In the figure above, points A, B, C, D, and E are evenly spaced along the number line. If E = 9^13 and C = 9^11, what is the distance from point A to point D?

A. 9^3 B. 9^9 C. (120)(9^9) D. 9^11 E. (120)(9^11)

The distance between E and C is \(9^{13}-9^{11}=9^{11}*(9^2-1)=80*9^{11}\);

The distance between A and D is 1.5 times the distance between C and E, thus it equal to \(120*9^{11}\)

Answer: E.

Similar question to practice:

Quote:

The integers A, B, C, and D shown on the number line above are all equally spaced. If C and D are equal to 5^12 and 5^13, respectively, what is the value of A?

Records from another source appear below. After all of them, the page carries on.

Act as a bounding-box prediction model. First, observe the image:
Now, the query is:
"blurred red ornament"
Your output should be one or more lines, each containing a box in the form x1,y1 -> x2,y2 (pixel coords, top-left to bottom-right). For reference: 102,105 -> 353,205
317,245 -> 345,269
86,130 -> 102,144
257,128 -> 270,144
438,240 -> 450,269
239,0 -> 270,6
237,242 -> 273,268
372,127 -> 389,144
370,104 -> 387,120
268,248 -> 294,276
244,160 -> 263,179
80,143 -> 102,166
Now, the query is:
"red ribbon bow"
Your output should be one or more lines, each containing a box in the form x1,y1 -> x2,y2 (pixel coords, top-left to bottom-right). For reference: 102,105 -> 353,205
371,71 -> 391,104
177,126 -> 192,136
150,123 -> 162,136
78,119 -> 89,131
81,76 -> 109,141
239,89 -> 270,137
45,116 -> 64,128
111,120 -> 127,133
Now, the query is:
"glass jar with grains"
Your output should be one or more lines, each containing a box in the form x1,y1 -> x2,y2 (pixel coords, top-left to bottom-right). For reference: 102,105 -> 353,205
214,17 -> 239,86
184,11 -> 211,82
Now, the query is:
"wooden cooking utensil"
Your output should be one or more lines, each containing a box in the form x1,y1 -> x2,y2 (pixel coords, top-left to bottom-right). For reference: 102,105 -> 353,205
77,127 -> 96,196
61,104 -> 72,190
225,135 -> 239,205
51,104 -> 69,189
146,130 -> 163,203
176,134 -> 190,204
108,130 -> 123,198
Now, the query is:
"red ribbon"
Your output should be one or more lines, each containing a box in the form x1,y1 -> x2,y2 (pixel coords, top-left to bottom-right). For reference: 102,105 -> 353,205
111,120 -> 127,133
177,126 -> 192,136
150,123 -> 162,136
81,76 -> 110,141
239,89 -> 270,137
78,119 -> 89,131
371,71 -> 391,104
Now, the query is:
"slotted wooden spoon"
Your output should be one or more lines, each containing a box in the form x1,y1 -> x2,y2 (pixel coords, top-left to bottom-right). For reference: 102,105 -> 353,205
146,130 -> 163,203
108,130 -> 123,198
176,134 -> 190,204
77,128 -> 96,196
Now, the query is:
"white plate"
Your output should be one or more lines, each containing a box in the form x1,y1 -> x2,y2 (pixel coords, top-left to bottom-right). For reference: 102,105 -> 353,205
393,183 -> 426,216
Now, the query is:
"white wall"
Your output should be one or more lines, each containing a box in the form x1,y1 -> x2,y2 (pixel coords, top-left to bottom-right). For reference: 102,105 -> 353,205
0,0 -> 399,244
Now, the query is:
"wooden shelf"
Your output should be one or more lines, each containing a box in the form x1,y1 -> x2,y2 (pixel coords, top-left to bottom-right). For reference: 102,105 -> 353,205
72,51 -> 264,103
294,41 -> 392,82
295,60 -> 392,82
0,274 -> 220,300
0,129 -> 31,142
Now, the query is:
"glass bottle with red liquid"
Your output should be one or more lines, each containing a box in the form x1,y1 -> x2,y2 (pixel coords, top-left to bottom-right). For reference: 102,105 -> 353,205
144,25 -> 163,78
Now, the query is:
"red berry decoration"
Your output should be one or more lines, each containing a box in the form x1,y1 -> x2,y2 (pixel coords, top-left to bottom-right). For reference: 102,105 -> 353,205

The distance between A and D is 1.5 times the distance between C and E, thus it equal to \(120*9^{11}\)- I have not understood, can you explain the logic?

In the figure above, points A, B, C, D, and E are evenly spaced along the number line. If E = 9^13 and C = 9^11, what is the distance from point A to point D?

A. 9^3 B. 9^9 C. (120)(9^9) D. 9^11 E. (120)(9^11)

The distance between E and C is \(9^{13}-9^{11}=9^{11}*(9^2-1)=80*9^{11}\);

The distance between A and D is 1.5 times the distance between C and E, thus it equal to \(120*9^{11}\)

Answer: E.

Similar question to practice:

Quote:

The integers A, B, C, and D shown on the number line above are all equally spaced. If C and D are equal to 5^12 and 5^13, respectively, what is the value of A?

The distance between A and D is 1.5 times the distance between C and E, thus it equal to \(120*9^{11}\)- I have not understood, can you explain the logic?

The distance between A and D is 3 units and the distance between C and E is 2 units, hence the distance between A and D is 3/2=1.5 times the distance between C and E.

Re: In the figure above, points A, B, C, D, and E are evenly spaced along [#permalink]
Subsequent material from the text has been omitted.